What on earth did I do with my time, I ask myself.
Mullet fishing will, I suspect, always be there. It's simple, eminently affordable and endlessly challenging and I have a deep affection for it. If , for whatever reason, I have to one day give up the boat, or can't get up the river for a pike, I 'm pretty sure I will be able to go mulleting.
Fish have been showing under my boat in the marina for some time although, I assume due to low spring temperatures, they were late turning up this year. For various reasons, I won't target these marina mullet at the present time, even though they seem to be of a very good size, preferring instead the peace and quiet of the open river.
Generally, when fishing the main river I prefer to wait for low water. It makes a lot of sense to me that the huge reduction in water volume at this state of tide increases chances of locating them.

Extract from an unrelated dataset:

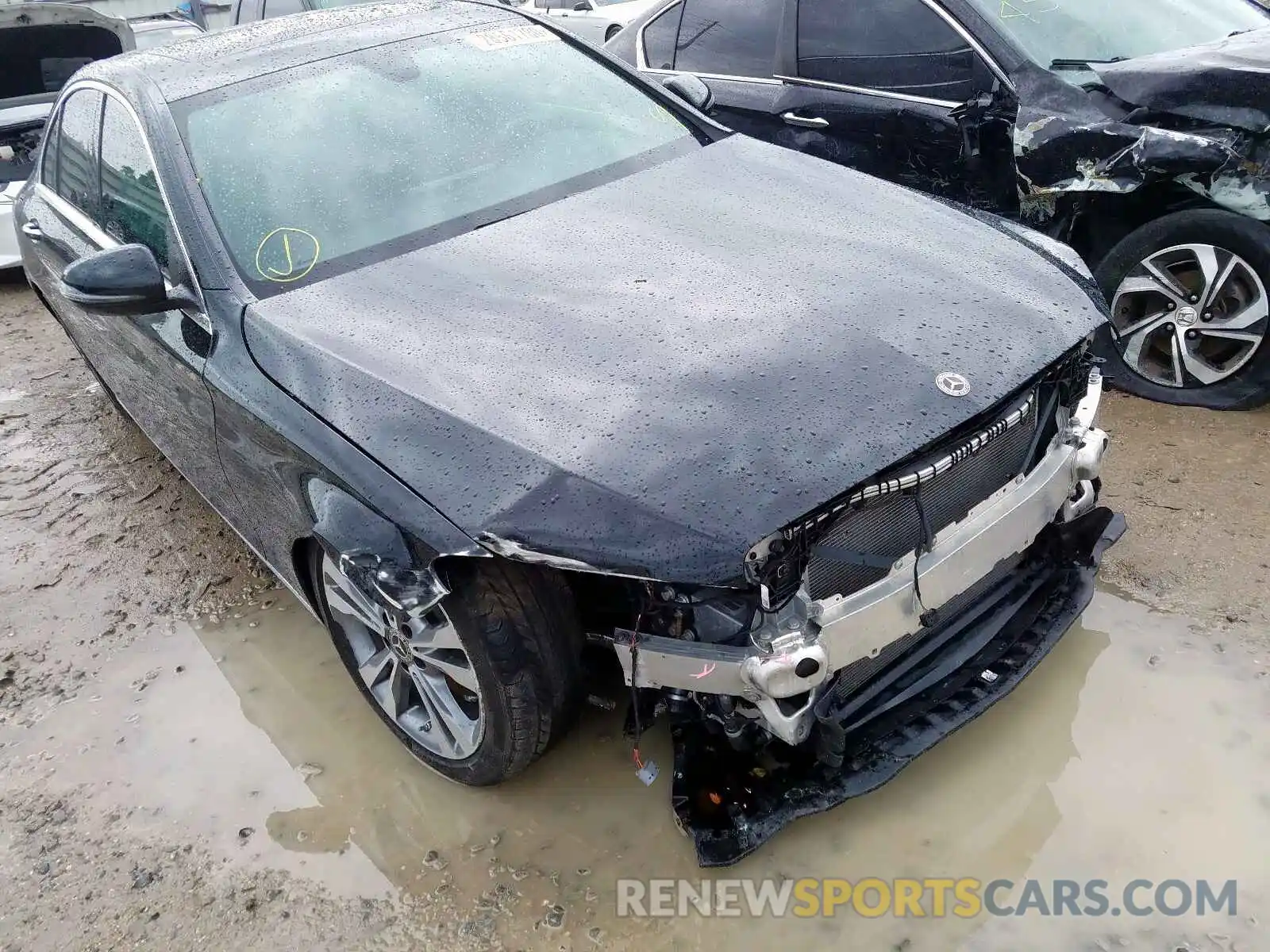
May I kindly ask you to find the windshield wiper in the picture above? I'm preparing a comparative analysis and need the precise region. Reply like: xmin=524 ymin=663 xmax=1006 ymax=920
xmin=1049 ymin=56 xmax=1129 ymax=70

Picking one of my favourite stretches, they were quite easy to spot, and I tried my usual trick of trotting a float downstream to any likely candidates.
It didn't take long for a bit of interest to be shown but the first proper bite was missed completely. For some inexplicable reason, I watched the float disappear completely and failed to react at all. Senior moment.???

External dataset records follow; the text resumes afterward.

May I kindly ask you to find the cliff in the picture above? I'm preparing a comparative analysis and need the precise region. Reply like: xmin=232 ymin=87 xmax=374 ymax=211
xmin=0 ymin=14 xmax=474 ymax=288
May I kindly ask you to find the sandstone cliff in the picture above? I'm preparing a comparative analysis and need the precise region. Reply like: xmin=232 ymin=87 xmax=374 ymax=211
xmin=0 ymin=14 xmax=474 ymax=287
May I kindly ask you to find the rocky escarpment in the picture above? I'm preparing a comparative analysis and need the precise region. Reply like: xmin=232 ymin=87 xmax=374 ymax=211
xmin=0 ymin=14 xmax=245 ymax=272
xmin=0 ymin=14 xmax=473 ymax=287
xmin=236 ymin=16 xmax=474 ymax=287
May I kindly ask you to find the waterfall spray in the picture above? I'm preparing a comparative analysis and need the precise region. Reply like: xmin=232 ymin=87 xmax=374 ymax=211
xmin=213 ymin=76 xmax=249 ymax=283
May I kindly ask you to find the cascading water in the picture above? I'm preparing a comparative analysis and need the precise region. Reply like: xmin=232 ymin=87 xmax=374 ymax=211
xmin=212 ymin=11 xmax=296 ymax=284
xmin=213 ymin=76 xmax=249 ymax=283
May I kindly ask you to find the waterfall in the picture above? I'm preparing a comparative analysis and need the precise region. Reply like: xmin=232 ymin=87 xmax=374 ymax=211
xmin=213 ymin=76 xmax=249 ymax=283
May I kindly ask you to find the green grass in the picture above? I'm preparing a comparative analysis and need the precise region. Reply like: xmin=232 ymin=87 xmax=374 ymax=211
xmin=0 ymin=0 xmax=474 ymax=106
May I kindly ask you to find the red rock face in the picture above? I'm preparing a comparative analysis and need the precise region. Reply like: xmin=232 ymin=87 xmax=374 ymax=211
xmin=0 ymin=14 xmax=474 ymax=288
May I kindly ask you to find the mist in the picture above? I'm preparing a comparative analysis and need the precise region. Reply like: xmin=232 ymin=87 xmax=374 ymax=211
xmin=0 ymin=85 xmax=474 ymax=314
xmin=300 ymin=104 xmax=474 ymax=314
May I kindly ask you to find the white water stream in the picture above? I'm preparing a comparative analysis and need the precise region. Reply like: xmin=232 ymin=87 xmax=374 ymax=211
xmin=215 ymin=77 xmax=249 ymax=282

A few minutes passed and when the bite registered, on this occasion, I did the right thing and a scrappy two pounder was soon beached-my first of the season.The feisty little fellah kept fighting on the bank and needed pinning down for a pic.
Usually, the flow starts to tail off a couple of hours after low tide at the river entrance. On a big tide the river rises, but still flows towards the sea-a curious phenomenon. Today, being a small tide the 'slack water' period was prolonged and, although the mullet require a more sensitive approach at this time with the float shotted down to reduce its buoyancy, they do seem to feed well. I can't always guarantee a fish, but it's on the cards.
The river is so still, it's akin to fishing a lake.
A couple of nibbles ensued followed by a positive take and ,'bang' another fish was 'on'.
A fat three pounder this time in sparkling condition-a welcome sight.
I fished on hoping for the hat-trick but once the tide began its flood the fish just switched off the feed which is consistent with what I've always found at this spot.